For particularly hot or sunny climates, properly positioned eaves can create shade on the side of the building, naturally helping to control your home’s interior temperature, especially during the summer months. In addition to protecting a home and its occupants from the elements, many people find the eaves of their home ideal for installing floodlights and security cameras.
Typically, architects and home builders will use any of these four basic types of eaves:
- Abbreviated eaves: An abbreviated eave is cut at a 90-degree angle, so there is little to no roof overhang.
- Boxed eaves: In addition to a soffit, boxed eaves are enclosed with one or multiple layers of ornamental molding.
- Closed eaves: A closed eave has a soffit that encloses the underside of the eaves.
- Open eaves: An open eave or exposed eave has no soffit, leaving an open underside and exposed roof rafters.
Not all houses have eaves. While this may expose parts of your roof or home, they aren’t necessarily critical. Below, we’ve explored some of the benefits and downsides of eaves.
In addition to water and shade control for your home, eaves offer the following benefits:
- Wind control: The type of eaves you have can help control the force exerted on your roof and home in extreme wind conditions. Depending on where you live, your home may be better suited to a particular eave style for wind control and airflow.
- Covered entryways: If you live in an area with heavy snow or rainfall, the eaves of your home can offer protection from the elements as you enter and exit your home.
- Protection of your siding: The eaves of your home help keep water and other precipitation from damaging the exterior siding.
- Protection from UV damage: The shade from your home’s eaves doesn’t just help control your home’s temperature — it can protect your furnishings from potential UV damage.
While there are plenty of upsides to having eaves on your home, there are some drawbacks:
- Wind uplifting: Some styles of eaves are not well-suited to areas prone to high winds and extreme weather. In these instances, your home may be outfitted with an abbreviated eave or no eaves to prevent wind uplifting.
- Pests: Open eaves often provide a good location for insects or animals to nest. If you have open eaves, your home may be prone to birds, squirrels, and wasp infestations. Even homes with boxed eaves are susceptible to infestations from carpenter bees.
Maintaining your eaves should be a part of your regular home maintenance routine. While a roof warranty will protect certain parts of your roof, many warranties won’t cover you if you’ve neglected to perform regular maintenance.
We recommend doing the following in order to keep your roof eaves in tip-top shape.

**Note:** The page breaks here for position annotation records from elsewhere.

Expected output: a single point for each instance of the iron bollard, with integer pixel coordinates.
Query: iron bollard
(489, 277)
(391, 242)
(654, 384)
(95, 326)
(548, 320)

- Clean gutters: The most effective way to care for your eaves is to clean your gutters — this type of maintenance prevents excess weight or standing water from damaging your roof, particularly the fascia.
- Inspect your eaves regularly: At least twice a year, visually inspect your eaves for cracks, holes, or discoloration. These are signs of deterioration that you’ll need to address.
- Address problems as they arise: If you notice any black streaking on the fascia or soffits, it indicates water damage, and you should clean it promptly. Use a mild bleach or dish liquid solution. If you notice cracks, you can caulk and repaint them. Holes may be an indication of a pest infestation that requires professional remediation.
- Paint fascia and soffits regularly: Plan to paint wood fascia and soffits once every three to five years. This will help protect them from the elements and keep your home looking fresh.
- Hang decoy nests to discourage wasps: Decoy nests won’t repel wasps, but they can encourage wasps to find a different area to live.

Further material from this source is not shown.